Ussher was elected as a Labour MP for Burnley in 2005 serving until the 2010 election. During this time she served first on the Public Accounts Committee, then as Parliamentary Private Secretary to Margaret Hodge at the Department for Business, Innovation and Skills and then held junior ministerial positions as Economic Secretary to the Treasury (2007-08) and Parliamentary Undersecretary of State at the Department for Work and Pensions (2008-09) before briefly returning to the Treasury as Exchequer Secretary (2009). Her time in parliament was characterised by Martin Waller, the financial journalist, as “one of the brightest denizens of the lower depths of the Brown administration”.

During her time at the Treasury, Ussher oversaw a review of policy in relation to credit unions and co-operatives, giving them more freedom to grow commercially. She was also the lead minister for the 2009 Dormant Bank and Building Society Accounts Act which allows for the redistribution of unclaimed bank assets. She was also instrumental to the Savings Gateway Act of 2009 which provided financial incentives for people on low incomes to get into the savings habit, but was abolished by the incoming Coalition government in 2010.

Since leaving parliament, Ussher has focussed on the contribution that economic research can make to public policy, first as the Director of Demos (2010-11) and then independently through associate arrangements with other think tanks, notably the Centre for London, Social Market Foundation and Smith Institute as well as under the Tooley Street Research brand.
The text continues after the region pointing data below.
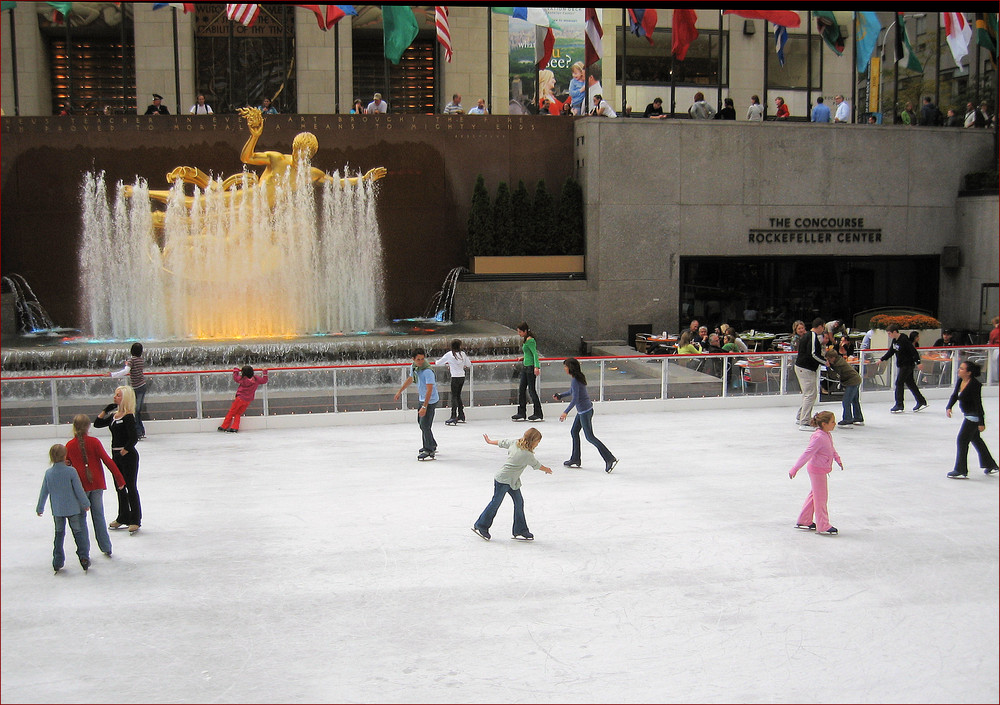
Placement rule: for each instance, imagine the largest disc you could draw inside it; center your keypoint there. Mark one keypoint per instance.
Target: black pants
(904, 377)
(129, 509)
(969, 433)
(527, 384)
(457, 407)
Her recent focus has mainly been on low pay: her pamphlet estimating a rate of a minimum wage for London led to the policy being adopted by a number of the London mayoral candidates for the 2016 election. Working with Ashwin Kumar and Monique Rotik in a large-scale project for John Lewis Partnership and the CIPD she helped identify the lack of part time career paths as a major structural impediment for those – particularly women – on low pay. Other research interests include analysis of the distribution of wealth using the Office of National Statistics Wealth and Assets Survey, policy towards entrepreneurship and self-employment, and financial services policy.

She contributed to the debate around Labour’s record on the economy with a chapter in the Political Quarterly edition of 2010 entitled Reasssessing New Labour, and a Demos pamphlet in 2011 entitled “City limits, the progressive case for financial services reform” which argued that the correct response to the financial crisis is to understand better its root causes rather than to engage in banker bashing as an aim in itself. She has been a strong advocate of the ability of the Labour party to use the levers of government to achieve radical empowering change for individuals in a way that strengthens, rather than weakens, the economic position of the country as a whole.
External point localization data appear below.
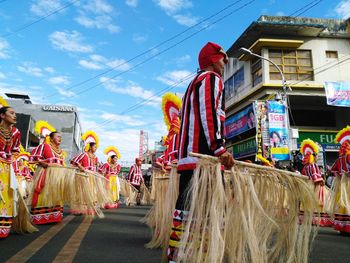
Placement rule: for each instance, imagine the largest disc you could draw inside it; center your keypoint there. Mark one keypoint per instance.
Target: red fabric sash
(39, 187)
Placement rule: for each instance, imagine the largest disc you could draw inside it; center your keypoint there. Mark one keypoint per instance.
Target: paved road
(120, 237)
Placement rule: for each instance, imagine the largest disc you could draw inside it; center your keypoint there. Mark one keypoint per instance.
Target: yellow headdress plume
(88, 137)
(3, 102)
(343, 137)
(43, 128)
(308, 147)
(171, 105)
(263, 160)
(110, 151)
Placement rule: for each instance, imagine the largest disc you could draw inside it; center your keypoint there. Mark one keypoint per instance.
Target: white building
(309, 52)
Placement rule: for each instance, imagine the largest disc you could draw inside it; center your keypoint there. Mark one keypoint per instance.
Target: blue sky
(114, 59)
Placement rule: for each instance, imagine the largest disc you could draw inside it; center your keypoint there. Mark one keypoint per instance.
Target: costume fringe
(251, 217)
(157, 213)
(21, 223)
(340, 194)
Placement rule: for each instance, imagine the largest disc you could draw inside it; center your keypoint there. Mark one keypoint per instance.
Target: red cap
(210, 54)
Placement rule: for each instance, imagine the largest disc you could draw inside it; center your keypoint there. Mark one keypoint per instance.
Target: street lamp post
(284, 83)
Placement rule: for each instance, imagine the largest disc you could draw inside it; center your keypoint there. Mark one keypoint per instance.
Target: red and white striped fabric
(84, 160)
(312, 171)
(202, 119)
(44, 153)
(342, 164)
(135, 175)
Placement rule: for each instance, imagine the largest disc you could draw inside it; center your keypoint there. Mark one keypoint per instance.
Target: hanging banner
(278, 131)
(262, 134)
(338, 93)
(240, 122)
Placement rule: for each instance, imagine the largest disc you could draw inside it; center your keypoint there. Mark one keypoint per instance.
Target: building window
(331, 54)
(295, 64)
(238, 78)
(256, 71)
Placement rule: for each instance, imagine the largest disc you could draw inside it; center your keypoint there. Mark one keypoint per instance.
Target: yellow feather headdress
(343, 135)
(88, 137)
(171, 105)
(43, 128)
(263, 160)
(3, 102)
(110, 151)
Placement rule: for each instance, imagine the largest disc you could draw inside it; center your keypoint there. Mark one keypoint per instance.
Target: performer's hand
(44, 165)
(227, 160)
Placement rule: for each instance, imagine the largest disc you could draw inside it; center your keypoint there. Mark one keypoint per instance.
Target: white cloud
(343, 9)
(4, 49)
(49, 69)
(45, 7)
(105, 103)
(124, 119)
(99, 22)
(59, 80)
(30, 69)
(69, 41)
(186, 20)
(65, 93)
(173, 6)
(98, 14)
(97, 62)
(132, 3)
(175, 77)
(183, 59)
(132, 89)
(90, 65)
(98, 7)
(137, 38)
(119, 64)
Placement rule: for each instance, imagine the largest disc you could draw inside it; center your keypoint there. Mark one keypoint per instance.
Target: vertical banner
(263, 141)
(338, 93)
(278, 130)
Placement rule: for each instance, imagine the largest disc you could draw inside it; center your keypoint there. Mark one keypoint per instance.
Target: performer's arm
(210, 96)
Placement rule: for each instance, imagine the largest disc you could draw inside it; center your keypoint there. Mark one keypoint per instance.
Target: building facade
(309, 52)
(65, 119)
In her early career she worked as a macroeconomic forecaster at the Economist Intelligence Unit, chief economist on the Britain in Europe campaign and Special Adviser to Patricia Hewitt at the Department for Trade and Industry. From 1998 to 2002 she served as a Labour Councillor in the London Borough of Lambeth.
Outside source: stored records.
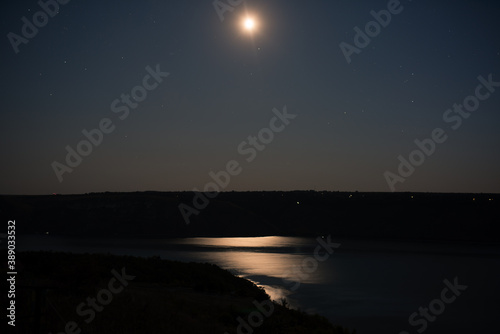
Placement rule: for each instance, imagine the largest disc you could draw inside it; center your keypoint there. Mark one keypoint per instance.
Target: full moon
(249, 24)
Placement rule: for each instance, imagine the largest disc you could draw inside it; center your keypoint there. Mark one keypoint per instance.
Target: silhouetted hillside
(298, 213)
(138, 295)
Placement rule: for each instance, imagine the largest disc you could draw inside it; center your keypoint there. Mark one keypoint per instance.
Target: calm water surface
(371, 286)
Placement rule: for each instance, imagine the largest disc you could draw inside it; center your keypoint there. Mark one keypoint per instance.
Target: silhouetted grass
(164, 297)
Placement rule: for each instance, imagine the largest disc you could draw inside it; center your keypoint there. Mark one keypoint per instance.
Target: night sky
(352, 120)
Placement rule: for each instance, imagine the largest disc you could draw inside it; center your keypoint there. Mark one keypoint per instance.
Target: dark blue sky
(353, 120)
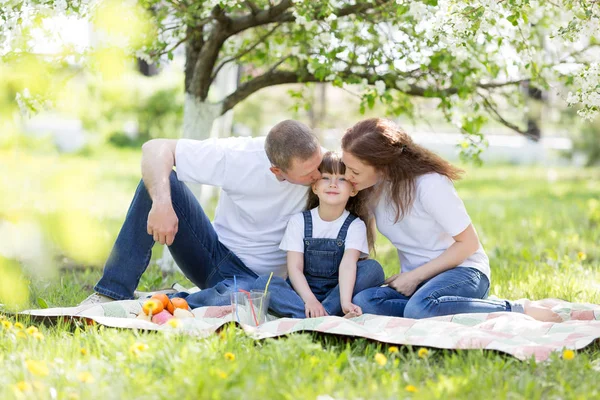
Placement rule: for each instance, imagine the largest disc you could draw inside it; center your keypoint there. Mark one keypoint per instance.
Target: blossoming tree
(472, 56)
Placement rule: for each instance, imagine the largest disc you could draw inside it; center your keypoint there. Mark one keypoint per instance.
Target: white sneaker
(95, 298)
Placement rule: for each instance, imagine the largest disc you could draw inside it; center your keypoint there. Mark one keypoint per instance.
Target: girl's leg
(369, 274)
(456, 291)
(283, 299)
(382, 301)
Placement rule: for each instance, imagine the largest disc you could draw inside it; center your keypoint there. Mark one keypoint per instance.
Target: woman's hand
(314, 309)
(405, 283)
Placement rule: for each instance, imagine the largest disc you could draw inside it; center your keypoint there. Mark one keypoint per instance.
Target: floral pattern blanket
(510, 333)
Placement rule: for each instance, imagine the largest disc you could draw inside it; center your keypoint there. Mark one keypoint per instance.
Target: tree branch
(243, 53)
(255, 10)
(275, 77)
(192, 52)
(262, 17)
Ussher also holds the following positions:

  • Member, Financial Services Consumer Panel
  • Chief Economic Advisor, Portland Communications
  • Member, Independent Economists’ Panel, TheCityUK
  • Member, Economic Advisory Panel, British Chambers of Commerce.

She holds an undergraduate degree in Politics and Economics at Balliol College Oxford and an MSc in Economics from Birkbeck College London. She is also – very slowly – studying modules on statistics and data analysis through the Open University.

She is a regular contributor to BBC Radio 4 and Newsnight.